There is another underlying hypothesis in this work: that Mie theory can be used to predict the scattering coefficient spectrum from the particle density histograms found with EM image analysis. This is directly examined, yet has several underlying untested hypotheses that could impact the interpretation of the results. Specifically, there is an assumption that the asymmetric patterns of membrane-bound organelles in tissue can be approximated as “effectively” spherical shapes or spherical shells, with respect to the more bulk scattered field values estimated in the Mie simulation. Again, this is a difficult point to address, and while literature exists to model scattering from cylinders as well, there is no clear path to modeling highly complex or even asymmetric shapes beyond the more complete approach of solving Maxwell’s equations on assumed geometries. It is possible that EM-derived shapes could be used as the input to Maxwell’s equation solvers as was recently attempted by several researchers,8, 27, 28 yet the computational power to do this in a systematic manner with a large number of particles is nontrivial. However, future studies could focus on this and perhaps shed light on this underlying assumption in breast tissue specimens.

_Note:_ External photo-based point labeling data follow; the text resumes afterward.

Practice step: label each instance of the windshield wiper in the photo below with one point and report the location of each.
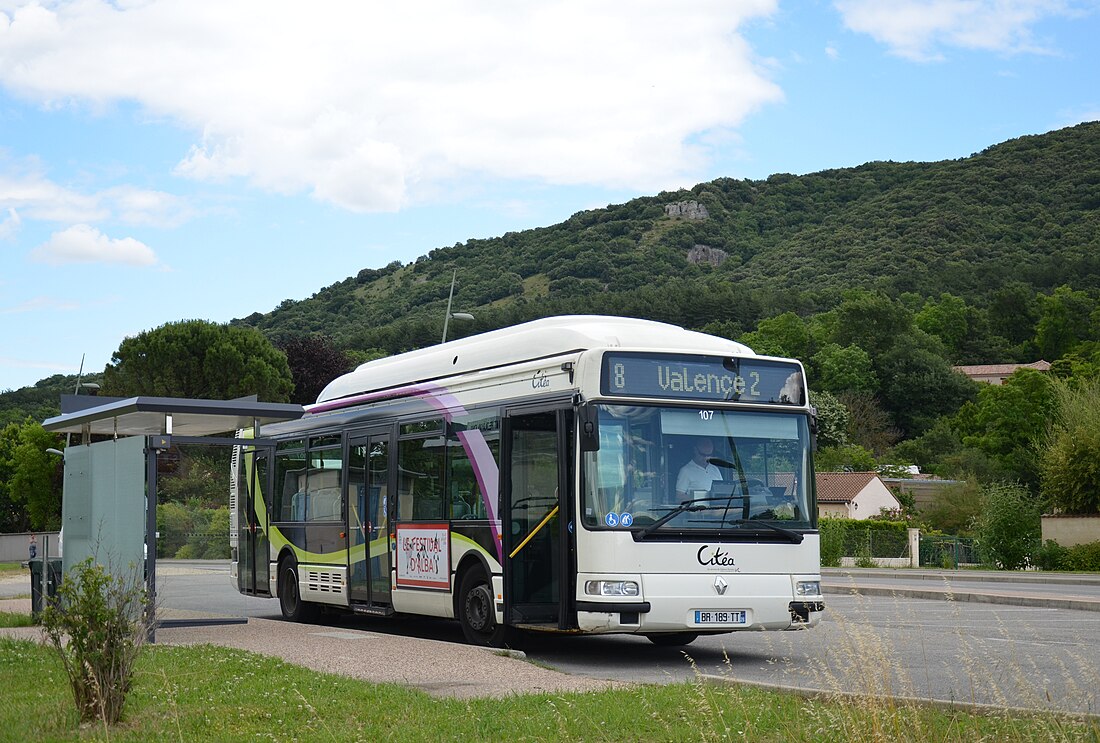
(794, 537)
(697, 504)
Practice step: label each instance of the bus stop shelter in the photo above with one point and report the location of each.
(109, 498)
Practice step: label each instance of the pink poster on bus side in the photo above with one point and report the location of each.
(424, 556)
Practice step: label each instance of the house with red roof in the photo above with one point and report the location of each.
(853, 495)
(996, 373)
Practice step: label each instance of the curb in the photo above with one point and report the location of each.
(899, 700)
(1078, 603)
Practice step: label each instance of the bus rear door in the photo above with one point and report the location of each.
(537, 542)
(253, 566)
(369, 471)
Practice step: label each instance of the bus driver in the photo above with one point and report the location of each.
(697, 473)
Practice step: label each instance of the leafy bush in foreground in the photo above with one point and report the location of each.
(97, 629)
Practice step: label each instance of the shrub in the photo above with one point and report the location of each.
(1085, 558)
(1052, 556)
(1070, 452)
(1009, 526)
(833, 532)
(96, 625)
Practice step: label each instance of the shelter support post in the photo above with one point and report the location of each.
(151, 452)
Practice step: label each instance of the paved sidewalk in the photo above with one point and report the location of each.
(1078, 591)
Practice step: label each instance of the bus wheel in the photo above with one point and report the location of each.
(477, 611)
(673, 638)
(289, 599)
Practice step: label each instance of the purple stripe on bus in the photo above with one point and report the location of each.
(473, 441)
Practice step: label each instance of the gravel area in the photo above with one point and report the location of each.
(439, 668)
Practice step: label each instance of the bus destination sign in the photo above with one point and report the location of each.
(692, 377)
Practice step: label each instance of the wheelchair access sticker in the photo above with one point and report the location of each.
(618, 518)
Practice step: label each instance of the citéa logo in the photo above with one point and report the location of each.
(714, 556)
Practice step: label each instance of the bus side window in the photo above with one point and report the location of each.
(420, 461)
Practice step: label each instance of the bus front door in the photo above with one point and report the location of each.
(253, 558)
(535, 528)
(367, 520)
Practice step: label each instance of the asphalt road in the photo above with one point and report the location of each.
(996, 654)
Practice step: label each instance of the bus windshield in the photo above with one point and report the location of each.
(663, 470)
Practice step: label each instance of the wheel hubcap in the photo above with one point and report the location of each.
(479, 609)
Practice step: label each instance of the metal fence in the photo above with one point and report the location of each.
(948, 552)
(193, 545)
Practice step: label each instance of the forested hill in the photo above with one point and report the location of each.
(727, 253)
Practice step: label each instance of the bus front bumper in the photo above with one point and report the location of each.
(692, 603)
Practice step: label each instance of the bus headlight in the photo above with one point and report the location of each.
(611, 588)
(807, 588)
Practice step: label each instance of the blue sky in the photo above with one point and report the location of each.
(164, 160)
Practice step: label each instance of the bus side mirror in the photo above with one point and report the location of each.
(589, 427)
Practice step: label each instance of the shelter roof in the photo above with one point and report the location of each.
(146, 416)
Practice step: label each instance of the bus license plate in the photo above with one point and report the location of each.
(719, 616)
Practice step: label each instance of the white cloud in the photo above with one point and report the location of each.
(39, 304)
(370, 106)
(86, 244)
(921, 29)
(10, 224)
(39, 198)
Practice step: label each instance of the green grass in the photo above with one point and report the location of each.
(213, 694)
(9, 569)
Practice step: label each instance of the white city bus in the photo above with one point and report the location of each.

Examining the predicted scattering spectra, the shell treatment produced values for μs(λ) that were more in line with expectations based on experimental results; as in clinical studies, we observe that reduced scattering coefficient values are typically in the range of 0.5to1.5mm1 .23 There is a large discrepancy in the μs values for the two treatments, where the shell treatment produces values in the range of 0<μs<4 and the sphere treatment produces values in the range of 0<μs<450 . This difference is understandable because of the fact that there is simply less material to influence light when the scatterers are shells, despite an equal geometrical surface area. Therefore, at first glance, the shell treatment of scattering particles seems to catalogue the phenomenon best. The values of μs(λ) give some reassurance to the validity of the assumption that the particle density is sufficiently low for Mie theory to apply legitimately. The units of μs(λ) are inverse millimeters, and the shape of the curves match the general shape expected. The spectra of high-grade tumor tissue was significantly higher than that of low-grade tumor tissue, and fibroglandular tissue and adipose tissue were successively lower. These are almost exactly what is expected from previous in vivo imaging studies.10, 11, 12, 13, 14

The field of stereology prescribes a correction factor to account for the underestimation of the scattering particle radii due to the fact that if one cuts a sphere into thin slices, then averages the radii of the slices, the value of the average will be less than the actual radius of the sphere. Van Staverson 15 omitted the correction factor noting that “larger particle sections are already over-represented. Thus the distribution is at least partly compensated (or even overcompensated) for the absence of a correction.” However, because the sample thicknesses were 100nm nominally, it should be expected that quantification of numbers of particles with size larger than this might be underrepresented, simply because they cannot be analyzed with full representation in these thinner slices. In fact this might lead to a slightly enhanced count rate in smaller particles due to the fact that larger particles that were sliced above or below their midpoint would appear smaller than their maximum diameter in most slices. Despite this potential artifact, it seems undeniable that the particle size histograms are heavily weighted to sizes smaller than 100nm in all cases, except perhaps adipose tissue. The number of particles in the 10to50nm range is clearly orders of magnitude higher than the number of particles above 100nm , so while there is potential skew in the exact exponential fit, potentially biasing the distribution toward smaller particles, this bias is likely quite small due to the magnitude of the decay function. However, future studies with increasing thicknesses of samples done in EM could be used to analyze this issue, admittedly with significant effort to normalize the data for thickness change.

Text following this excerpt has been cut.